November 28, 2014 | Makes 4 Rolls
- 1 Cup of Quinoa, Uncooked
- 2 Cups of Vegetable Stock
- 4 Sheets of Nori
- Assorted Vegetables (eg Avocado, Cucumber etc)
- Optional: Wasabi, Pickled Ginger
- You need: Sushi Roller Mat
Sushi is one of my favourite things. My grandmother is Japanese so I’ve been having it since I was little and my obsession only grows stronger. I love all kinds of sushi but vegetarian rolls make a gorgeous light lunch or dinner and it’s not as daunting as preparing fresh fish. It’s also great way to use up any extra vegetables in your fridge! You can use whatever you like, I went for avocado, cucumber, spring onion, enoki mushrooms and a little bit of beetroot for some brightness. There’s nothing like tucking in to a big colourful platter of sushi and these are as delicious as they are pretty!
Cook your quinoa in the vegetable stock and then set it aside to cool a little. Prepare and chop your vegetables into thin strips, you can use whatever you like (or whatever’s left in the fridge!)

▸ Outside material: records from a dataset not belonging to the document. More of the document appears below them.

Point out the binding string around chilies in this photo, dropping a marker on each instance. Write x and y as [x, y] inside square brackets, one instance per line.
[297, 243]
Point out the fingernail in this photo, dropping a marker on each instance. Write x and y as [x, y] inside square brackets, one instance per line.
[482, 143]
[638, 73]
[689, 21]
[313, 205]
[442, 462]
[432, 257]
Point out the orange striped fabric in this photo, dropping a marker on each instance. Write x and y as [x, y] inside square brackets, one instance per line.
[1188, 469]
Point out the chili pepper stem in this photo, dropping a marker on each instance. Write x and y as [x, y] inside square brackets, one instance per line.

Lay out one of the nori sheets on to your sushi mat, with the rough side up and the feint lines horizontal so that they’re parallel to the bottom of the mat. Use your fingers to press 1/4 of the warm quinoa into the nori, right to the bottom edge and the sides, about three quarters of the way up. You want a tightly pressed, thin layer of quinoa. Using warm quinoa makes it easier to squish, but make sure its not too hot or the nori will go soft.

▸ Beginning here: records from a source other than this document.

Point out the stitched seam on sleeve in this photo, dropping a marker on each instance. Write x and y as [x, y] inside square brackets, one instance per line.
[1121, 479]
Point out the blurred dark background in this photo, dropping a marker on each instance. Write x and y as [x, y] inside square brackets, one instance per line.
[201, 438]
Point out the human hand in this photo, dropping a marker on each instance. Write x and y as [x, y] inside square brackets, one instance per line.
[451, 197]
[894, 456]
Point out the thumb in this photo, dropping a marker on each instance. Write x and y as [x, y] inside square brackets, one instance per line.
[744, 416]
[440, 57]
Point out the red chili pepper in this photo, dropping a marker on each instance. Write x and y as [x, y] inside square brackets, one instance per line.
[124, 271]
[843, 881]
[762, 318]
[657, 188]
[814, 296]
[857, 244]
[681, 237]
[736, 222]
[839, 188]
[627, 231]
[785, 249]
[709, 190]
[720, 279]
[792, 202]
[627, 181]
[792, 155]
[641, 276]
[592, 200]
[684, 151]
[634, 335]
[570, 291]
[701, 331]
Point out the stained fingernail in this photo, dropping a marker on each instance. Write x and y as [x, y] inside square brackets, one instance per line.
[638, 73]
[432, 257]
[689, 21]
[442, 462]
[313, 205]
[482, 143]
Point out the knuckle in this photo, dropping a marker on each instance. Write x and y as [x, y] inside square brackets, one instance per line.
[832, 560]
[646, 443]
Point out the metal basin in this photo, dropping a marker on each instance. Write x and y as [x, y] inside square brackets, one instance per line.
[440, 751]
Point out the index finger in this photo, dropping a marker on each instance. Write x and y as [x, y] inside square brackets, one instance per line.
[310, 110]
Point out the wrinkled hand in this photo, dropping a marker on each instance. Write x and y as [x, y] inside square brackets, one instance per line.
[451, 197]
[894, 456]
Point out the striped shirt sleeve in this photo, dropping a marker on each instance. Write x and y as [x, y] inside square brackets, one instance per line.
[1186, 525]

If using wasabi in your rolls, add a little bit in a line about a centimetre from the bottom. Lay out your vegetables in a row near the bottom.
Roll the sushi mat forward over itself, and pull it tightly, then roll again. Keep doing this until you reach the end. Don’t forget to tighten as you roll!
Repeat with the rest of your rolls and then chop them into your desired size. Serve with pickled ginger and/or soy sauce.
This recipe is Gluten Free, Dairy Free & Vegan.